I didn't want to migrate our monorepo away from using catalogs just because Amplify doesn't support it, so I created a script to resolve catalogs to their concrete versions. I call this script after installing frozen dependencies, then update the lockfile afterwards.

"pnpm install --frozen-lockfile",
"node --experimental-strip-types scripts/resolve-catalogs.ts",
"pnpm install --lockfile-only",

Updating the lockfile afterwards is important, unless pnpm will throw ERR_PNPM_OUTDATED_LOCKFILE error for subsequent commands.

If you use pnpm, you know about the virtual store it create in each project's node_modules. Every project gets its own projection of that store, and pnpm hardlinks files from the content-addressable store into the .pnpm directory structure.

Amplify properly documents that when you're using pnpm workspaces or Turborepo, you should opt for a flat node_modules instead of the default virtual store pnpm uses.
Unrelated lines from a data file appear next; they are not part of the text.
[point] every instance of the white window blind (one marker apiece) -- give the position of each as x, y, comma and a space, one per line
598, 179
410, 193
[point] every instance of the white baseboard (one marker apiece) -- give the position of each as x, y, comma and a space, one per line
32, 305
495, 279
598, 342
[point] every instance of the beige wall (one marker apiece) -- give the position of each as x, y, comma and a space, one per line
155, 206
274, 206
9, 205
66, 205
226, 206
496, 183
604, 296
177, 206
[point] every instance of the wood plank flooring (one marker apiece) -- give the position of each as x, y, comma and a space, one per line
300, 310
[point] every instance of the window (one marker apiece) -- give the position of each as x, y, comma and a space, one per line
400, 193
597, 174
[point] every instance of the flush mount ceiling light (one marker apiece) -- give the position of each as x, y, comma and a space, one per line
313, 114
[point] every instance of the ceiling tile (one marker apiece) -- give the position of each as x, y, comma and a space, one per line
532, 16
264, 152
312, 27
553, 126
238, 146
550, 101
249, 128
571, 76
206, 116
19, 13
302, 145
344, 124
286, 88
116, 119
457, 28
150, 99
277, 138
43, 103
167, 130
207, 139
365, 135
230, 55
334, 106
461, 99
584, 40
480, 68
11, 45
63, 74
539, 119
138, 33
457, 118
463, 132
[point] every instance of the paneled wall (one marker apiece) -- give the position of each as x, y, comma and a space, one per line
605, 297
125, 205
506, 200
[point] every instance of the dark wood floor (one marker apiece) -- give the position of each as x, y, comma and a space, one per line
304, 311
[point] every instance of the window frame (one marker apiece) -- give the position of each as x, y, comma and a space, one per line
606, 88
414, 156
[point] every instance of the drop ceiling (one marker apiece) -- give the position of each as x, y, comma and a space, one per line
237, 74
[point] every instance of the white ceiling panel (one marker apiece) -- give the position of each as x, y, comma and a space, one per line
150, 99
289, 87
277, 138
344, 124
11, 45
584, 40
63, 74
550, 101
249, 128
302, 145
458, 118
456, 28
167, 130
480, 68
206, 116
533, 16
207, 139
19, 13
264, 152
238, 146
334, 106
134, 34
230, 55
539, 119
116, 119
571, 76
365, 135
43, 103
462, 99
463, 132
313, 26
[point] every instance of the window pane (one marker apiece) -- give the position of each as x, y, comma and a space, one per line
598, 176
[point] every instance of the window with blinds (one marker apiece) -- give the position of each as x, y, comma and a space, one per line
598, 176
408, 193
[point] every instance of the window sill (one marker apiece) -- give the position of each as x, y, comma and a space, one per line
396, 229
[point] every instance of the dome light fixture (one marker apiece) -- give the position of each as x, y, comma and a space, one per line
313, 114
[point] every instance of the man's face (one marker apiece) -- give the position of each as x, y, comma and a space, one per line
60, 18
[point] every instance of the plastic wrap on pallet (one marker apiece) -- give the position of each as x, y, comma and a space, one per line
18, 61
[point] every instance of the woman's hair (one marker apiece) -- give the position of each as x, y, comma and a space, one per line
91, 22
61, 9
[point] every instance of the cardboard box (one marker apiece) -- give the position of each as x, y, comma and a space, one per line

This is fine, but it's a shame because pnpm has a new deploy command in v11 that creates a self-contained copy of a workspace package in a target folder. It's very nice for CI/CD as it does pruning, installation and packaging all in one command, so afterwards, you just easily copy the artifacts over to a remote location.

But to do that, it creates a localized virtual store within the deploy directory which uses symlinks, and Amplify doesn't support that.

GitHub issue

Issue #8: Build Output Size Limit

Amplify supports a maximum of 220MB for SSR build output. If your build exceeds it, you get an error message.

This is well documented by Amplfiy on their troubleshooting page. At the time of deployment, my output size was 250 MB (30 MB over the limit).

After debugging, we saw our workspace source maps were taking nearly half of that at 110MB, so I disabled them in my next-config.ts:

{
    productionBrowserSourceMaps: false,
    experimental: {
      serverSourceMaps: false,
    },
}

I probably need to do more debugging, because it shouldn't be that high without source map regardless.

This isn't necessarily an issue, but it's something I thought I should mention.

Issue #9: Poor Documentation

A good example of this is CDK’s handling of buildspecs. If you use Buildspec.fromSourceFile instead of the expected Buildspec.fromObjectToYaml, everything typechecks and passes without any linting errors.

The problem only shows up at deploy time, when the generated CloudFormation reveals that the Amplify construct inlines the buildspec as a template string instead of treating it as a proper file reference.

If you were trying to be clever and pass a source file like you do with a CodeBuild project, the filename gets embedded directly as the buildspec reference and the deployment fails.

Skill issue maybe? 😅 Still, a small JSDoc note or README mention would've been nice.

Issue #10: Transient Network Errors?

Some deployments flat out freeze during pnpm install until they time out. If I restart the deployment, it works right after.

I don't know the root cause, but it happens about once in like every 9 deployments.

Our average successful deployment takes about 8 minutes and having 30 minutes billed for a bad deployment every now and then is kinda annoying.

Conclusion

The transition from Vercel to Amplify was anything but smooth. Issue after issue, workaround after workaround. But ultimately, our app runs fine in the end.

By no means am I trying to dump on the service or the team behind it. I'm just telling our experience doing this transition.

For what people tout to be an alternative to Vercel, it's still far from it. I just feel bad for first-time users like me who have to go through what we did just to host their app.

Looking back, we jumped the gun too early and should've waited for the official adapter at the end of the year.

Regarding runtime stability, our workloads behave the same as on Vercel. We haven't hit anything unexpected there yet, apart from CloudFront's default limit of 25 behaviors per distribution for top-level files in public/.

Amplify does a decent job documenting what SSR features are and aren't supported, so nothing has come up as a surprise.